Would you let your child pick wild flowers?

24 April 2018 by Roy Preece

Three-quarters of a century ago fields in England were full of wild flowers. I remember as a child walking waist-high in moon flowers and knapweeds with clouds of colourful butterflies and silvery white moths flying up before me. We picked armfuls of cowslips and lady’s-smocks and filled notebooks with collections of pressed flowers.

A few plants, such as chicory, had valuable trace elements for grazing animals; some such as clover were nutritious; most, like buttercups, were useless; a few such as ragwort were poisonous. Now farmers have used fertilisers and sprays to produce fields of pure grass which can support two or three times as many animals. 97 per cent of “flower rich meadows” have been lost, and with them much beauty and interest.
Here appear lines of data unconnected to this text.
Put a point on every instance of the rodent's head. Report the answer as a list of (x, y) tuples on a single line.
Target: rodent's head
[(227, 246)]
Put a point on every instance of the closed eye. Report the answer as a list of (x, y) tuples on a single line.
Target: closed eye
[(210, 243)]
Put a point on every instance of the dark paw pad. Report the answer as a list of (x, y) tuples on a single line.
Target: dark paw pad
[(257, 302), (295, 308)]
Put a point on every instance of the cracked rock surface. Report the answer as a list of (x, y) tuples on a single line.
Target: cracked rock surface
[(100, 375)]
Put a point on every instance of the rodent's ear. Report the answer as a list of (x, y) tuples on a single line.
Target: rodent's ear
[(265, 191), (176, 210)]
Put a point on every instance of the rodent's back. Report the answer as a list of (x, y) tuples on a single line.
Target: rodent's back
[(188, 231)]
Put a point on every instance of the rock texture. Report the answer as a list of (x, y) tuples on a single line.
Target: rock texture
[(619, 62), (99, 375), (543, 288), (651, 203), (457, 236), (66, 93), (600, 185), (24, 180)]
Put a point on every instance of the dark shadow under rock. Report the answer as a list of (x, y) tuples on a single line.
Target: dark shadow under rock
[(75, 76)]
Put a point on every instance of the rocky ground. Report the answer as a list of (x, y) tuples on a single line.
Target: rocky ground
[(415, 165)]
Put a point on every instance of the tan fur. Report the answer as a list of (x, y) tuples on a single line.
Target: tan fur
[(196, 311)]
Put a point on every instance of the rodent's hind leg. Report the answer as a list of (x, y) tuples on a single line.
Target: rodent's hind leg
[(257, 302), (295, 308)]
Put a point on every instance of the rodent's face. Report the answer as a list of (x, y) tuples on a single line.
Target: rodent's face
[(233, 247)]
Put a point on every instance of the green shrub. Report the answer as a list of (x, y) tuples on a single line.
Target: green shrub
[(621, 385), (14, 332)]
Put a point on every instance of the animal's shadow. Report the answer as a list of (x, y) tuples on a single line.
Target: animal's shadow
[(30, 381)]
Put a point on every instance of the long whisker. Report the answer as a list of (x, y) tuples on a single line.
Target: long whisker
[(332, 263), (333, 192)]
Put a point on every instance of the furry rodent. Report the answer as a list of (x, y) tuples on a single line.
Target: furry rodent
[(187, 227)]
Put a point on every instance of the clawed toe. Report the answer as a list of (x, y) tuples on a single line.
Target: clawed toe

Of course, picking flowers is also harmful, especially to those plants that survive year by year by seeds. Picking wild flowers is disapproved of and often illegal. But now Plant Life has upset many people by recommending children should be encouraged to pick flowers to develop an interest in nature. 

Bee keepers think the flowers should be left for the bees! Farming is certainly the main reason for the loss of wild flowers, but now they have become so rare perhaps picking will be the final straw. The Chinese have a proverb: “Drawing flowers indoors is not as good as being on a horse and looking at flowers outdoors; sitting on a horse and looking at flowers is not as good as getting down from the horse and planting flowers,” (Horses in Our Life). What do you think?